It was World War II, Warsaw was under German occupation, and the wife of the director of the Warsaw zoo spotted Nazis approaching the white stucco villa that she and her family inhabited on the zoo grounds. According to plan, she went straight to her piano and began to play a lively tune from an operetta by Jacques Offenbach, a signal to Jews being sheltered in the house that they should be quiet and not leave their hiding places. That scenario, repeated over years of war, was one of the tricks that allowed Jan and Antonina Zabinski to save the lives of dozens of Jews, a dramatic chapter in Poland’s wartime drama that was virtually unknown until an American author, Diane Ackerman, published a book about the Polish couple in 2007 called “The Zookeeper’s Wife." Among those who attended an opening celebration on Saturday evening was 78-year-old Moshe Tirosh, who was hidden there for three weeks in 1943, when he was just 6. Tirosh can still recall details, even though his time there amounted to just a short spell in a long and dramatic struggle for survival over years of Nazi occupation. He recalls being well fed, compared to periods of near starvation during other periods of the war.
Antonia is a great woman, a hero. She was also beautiful, smart and wise.

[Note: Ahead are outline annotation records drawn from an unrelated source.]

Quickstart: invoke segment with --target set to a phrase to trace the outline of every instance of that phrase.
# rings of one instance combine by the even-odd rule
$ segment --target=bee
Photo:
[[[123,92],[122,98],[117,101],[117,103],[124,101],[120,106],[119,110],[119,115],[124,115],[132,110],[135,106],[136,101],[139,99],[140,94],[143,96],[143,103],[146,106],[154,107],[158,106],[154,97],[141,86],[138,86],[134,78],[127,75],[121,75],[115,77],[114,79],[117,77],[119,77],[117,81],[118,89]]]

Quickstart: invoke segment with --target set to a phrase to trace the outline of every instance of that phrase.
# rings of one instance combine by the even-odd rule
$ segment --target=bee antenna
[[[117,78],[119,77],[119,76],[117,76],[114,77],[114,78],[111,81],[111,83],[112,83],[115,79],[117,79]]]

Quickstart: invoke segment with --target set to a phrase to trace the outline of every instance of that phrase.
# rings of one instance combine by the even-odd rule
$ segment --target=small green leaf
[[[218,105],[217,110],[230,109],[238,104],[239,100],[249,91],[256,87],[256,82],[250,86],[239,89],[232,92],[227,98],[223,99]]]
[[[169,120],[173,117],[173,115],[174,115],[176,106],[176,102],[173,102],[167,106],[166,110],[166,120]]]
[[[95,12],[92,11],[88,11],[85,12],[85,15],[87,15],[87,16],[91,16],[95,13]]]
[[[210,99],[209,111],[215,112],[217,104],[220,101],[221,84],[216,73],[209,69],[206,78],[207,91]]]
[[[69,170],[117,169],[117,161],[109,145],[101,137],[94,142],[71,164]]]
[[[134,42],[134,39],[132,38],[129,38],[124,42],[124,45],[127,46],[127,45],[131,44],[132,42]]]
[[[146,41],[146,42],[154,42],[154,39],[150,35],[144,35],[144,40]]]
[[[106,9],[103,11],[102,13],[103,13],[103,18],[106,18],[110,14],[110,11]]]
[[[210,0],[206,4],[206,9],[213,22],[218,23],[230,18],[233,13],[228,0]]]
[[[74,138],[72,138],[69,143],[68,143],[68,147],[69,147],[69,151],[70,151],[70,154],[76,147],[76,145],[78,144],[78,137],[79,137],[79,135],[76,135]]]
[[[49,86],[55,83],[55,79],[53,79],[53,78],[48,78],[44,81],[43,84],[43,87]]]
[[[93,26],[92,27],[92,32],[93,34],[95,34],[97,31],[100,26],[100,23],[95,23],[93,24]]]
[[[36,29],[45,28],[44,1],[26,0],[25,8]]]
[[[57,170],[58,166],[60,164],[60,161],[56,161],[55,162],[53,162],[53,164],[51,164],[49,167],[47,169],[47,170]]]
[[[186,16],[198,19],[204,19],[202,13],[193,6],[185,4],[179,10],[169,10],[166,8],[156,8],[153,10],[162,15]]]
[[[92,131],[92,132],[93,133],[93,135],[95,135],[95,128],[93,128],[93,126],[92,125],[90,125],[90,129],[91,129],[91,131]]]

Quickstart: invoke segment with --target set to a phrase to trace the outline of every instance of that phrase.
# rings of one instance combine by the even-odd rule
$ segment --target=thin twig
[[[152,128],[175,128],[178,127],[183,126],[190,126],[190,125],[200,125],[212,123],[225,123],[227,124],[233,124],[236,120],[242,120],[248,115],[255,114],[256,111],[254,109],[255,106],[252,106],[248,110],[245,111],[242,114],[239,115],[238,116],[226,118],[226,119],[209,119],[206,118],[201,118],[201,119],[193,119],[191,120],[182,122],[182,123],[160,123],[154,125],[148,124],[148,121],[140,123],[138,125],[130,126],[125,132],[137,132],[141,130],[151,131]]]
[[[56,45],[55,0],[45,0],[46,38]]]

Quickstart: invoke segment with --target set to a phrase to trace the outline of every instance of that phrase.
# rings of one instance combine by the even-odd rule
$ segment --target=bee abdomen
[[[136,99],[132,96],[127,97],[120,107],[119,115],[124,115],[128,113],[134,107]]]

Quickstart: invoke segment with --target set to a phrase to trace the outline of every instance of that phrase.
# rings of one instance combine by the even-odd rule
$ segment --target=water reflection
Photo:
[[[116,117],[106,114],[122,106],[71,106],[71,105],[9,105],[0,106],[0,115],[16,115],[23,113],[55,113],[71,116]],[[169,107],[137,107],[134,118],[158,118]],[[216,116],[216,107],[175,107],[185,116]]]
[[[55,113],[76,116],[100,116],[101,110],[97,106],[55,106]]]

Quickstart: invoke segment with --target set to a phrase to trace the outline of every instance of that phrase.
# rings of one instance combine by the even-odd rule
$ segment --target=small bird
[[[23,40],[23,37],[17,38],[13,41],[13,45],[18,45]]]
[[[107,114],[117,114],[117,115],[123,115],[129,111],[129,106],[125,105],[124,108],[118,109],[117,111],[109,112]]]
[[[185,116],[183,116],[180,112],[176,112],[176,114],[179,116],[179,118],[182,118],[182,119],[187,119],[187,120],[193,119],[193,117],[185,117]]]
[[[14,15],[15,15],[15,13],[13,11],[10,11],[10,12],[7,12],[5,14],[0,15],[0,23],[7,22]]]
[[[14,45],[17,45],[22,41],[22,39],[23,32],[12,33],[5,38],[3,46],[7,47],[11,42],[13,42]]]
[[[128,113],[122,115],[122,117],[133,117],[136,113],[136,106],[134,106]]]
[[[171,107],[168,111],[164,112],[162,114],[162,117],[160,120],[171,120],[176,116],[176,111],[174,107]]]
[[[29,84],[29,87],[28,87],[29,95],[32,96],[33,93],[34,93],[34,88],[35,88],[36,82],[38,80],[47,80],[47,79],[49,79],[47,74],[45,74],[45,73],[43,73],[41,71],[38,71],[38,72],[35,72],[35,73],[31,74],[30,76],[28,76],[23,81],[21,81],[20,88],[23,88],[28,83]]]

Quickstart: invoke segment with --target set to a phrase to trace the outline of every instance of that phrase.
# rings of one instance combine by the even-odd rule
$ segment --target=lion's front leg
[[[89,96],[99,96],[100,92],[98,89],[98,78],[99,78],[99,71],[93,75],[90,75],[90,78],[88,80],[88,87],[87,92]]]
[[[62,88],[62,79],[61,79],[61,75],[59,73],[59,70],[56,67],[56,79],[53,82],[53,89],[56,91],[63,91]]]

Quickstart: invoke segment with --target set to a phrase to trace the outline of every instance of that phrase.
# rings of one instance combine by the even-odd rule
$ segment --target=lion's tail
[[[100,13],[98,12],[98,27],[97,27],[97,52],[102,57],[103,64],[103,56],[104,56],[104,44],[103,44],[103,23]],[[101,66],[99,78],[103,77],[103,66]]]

The Zabinskis’ remarkable wartime actions — which included hiding Jews in indoor animal enclosures — seem certain to gain even more renown with the inauguration Saturday of a permanent exhibition in the villa, an attractive two-story Bauhaus home from the 1930s still on the grounds of the Warsaw Zoo. The exhibition pays homage to the couple with photos of them, sometimes with their beloved zoo animals, in rooms recreated to evoke the wartime period.